Hobby Lobby is an Oklahoma City-based arts and crafts chain that its owners, David and Barbara Green, view as a ministry and run in accordance with their evangelical Christian faith. They provide chaplains and spiritual counseling for employees, Christian reconciliation for workplace disputes, take out religious ads on Christmas and Easter, and do not carry products inconsistent with their faith. They are also against “abortion” pills such as Plan B. The Health and Human Services (HHS) mandate would force them to cover those drugs for free.
According to the Hobby Lobby website, “[t]he foundation of our business has been, and will continue to be strong values, and honoring the Lord in a manner consistent with Biblical principles.”
Hobby Lobby sued, claiming that the government cannot force religious believers to give up their faith as a cost of doing business. The government’s argument is that once a person starts a “secular” business, he or she loses the right to run that business in a religious way in violation of generally applicable laws.
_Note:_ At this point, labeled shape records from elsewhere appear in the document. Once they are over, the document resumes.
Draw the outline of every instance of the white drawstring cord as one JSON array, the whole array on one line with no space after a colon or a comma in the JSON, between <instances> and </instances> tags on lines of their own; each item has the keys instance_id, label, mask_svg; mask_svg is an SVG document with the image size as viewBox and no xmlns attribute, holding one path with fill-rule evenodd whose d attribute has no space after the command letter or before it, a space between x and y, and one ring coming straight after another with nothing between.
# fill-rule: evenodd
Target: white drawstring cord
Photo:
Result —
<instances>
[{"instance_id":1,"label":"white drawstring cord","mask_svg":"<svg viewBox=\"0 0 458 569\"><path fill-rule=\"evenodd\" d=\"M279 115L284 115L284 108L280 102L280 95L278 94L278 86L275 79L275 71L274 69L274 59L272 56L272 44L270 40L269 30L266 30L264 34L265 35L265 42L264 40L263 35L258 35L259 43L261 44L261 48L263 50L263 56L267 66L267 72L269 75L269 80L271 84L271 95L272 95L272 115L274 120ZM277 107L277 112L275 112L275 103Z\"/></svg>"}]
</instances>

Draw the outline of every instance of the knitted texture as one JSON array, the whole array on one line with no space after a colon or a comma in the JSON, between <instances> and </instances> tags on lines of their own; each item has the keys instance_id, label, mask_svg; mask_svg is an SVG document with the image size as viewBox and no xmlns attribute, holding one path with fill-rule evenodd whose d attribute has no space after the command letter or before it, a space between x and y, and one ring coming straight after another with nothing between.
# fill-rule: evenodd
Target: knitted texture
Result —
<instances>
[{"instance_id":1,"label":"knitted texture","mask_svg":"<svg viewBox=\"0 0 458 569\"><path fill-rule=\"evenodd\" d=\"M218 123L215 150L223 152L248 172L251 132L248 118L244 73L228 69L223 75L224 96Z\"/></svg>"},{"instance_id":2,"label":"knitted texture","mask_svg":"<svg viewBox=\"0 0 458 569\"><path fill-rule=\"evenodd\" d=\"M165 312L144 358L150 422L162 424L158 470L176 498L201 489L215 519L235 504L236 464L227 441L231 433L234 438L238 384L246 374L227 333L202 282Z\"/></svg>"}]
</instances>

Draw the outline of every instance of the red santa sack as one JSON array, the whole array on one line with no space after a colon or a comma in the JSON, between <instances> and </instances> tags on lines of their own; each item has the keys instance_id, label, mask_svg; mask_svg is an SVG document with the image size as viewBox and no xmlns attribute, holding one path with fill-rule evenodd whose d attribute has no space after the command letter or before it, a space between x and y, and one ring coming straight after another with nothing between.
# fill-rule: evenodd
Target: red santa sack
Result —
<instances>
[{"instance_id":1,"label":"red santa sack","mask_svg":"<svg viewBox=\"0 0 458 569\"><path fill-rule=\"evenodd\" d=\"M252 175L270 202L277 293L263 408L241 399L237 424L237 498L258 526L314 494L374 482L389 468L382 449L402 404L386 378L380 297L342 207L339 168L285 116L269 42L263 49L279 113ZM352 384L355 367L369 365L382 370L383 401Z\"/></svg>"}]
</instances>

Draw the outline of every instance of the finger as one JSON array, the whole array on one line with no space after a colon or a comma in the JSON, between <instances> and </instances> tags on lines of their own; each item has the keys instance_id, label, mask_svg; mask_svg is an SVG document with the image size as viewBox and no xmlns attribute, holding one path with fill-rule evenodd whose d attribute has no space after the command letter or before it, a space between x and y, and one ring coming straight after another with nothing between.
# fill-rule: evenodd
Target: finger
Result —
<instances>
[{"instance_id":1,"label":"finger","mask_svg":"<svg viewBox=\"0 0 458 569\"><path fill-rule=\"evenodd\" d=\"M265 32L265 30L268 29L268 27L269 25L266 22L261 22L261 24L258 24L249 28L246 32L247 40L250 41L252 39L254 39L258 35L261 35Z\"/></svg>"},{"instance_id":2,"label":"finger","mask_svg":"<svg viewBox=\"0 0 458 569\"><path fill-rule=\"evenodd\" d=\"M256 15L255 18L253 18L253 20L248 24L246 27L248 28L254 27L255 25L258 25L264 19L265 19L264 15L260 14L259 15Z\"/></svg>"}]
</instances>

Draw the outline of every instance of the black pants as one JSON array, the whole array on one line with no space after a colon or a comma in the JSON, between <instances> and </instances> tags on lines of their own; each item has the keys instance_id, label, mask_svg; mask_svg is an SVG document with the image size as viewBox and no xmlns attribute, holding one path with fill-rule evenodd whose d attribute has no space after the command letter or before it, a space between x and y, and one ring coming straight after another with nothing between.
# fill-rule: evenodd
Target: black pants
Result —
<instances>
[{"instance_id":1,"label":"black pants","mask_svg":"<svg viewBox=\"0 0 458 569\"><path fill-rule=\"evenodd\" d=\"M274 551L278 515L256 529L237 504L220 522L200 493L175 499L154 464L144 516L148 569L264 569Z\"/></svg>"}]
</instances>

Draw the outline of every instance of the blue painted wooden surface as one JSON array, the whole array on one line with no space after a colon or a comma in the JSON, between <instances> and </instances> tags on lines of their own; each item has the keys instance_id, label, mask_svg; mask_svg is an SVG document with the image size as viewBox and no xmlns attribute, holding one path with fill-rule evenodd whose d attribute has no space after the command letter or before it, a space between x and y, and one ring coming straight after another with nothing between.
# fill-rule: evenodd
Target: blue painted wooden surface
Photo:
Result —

HHS has indicated a willingness to accommodate certain non-exempt religious organizations, but not for employers it views as secular.
U.S. District Court Judge Joe Heaton did not question the sincerity of the Green family’s religious beliefs, but ruled that these beliefs were only “indirectly” burdened by the HHS mandate. In the ruling, Heaton wrote, “Plaintiffs have not cited, and the court has not found, any case concluding that secular, for-profit corporations such as Hobby Lobby and Mardel have a constitutional right to free exercise of religion.”
In contrast, advocates for HHS and women’s health argue that Hobby Lobby does not have the right to impose its beliefs on its employees by demanding an exception in the law.
Hobby Lobby is appealing the ruling. Ultimately, for the Greens, it may come down to the question of whether a business can serve both “God and mammon.” (Matthew 6:24).
Founded in 1972, Hobby Lobby operates more than 500 stores in 41 states and employs more than 13,000 full time employees who would be eligible for health insurance coverage.
Case briefs and legal documents are available at the Becket Fund website.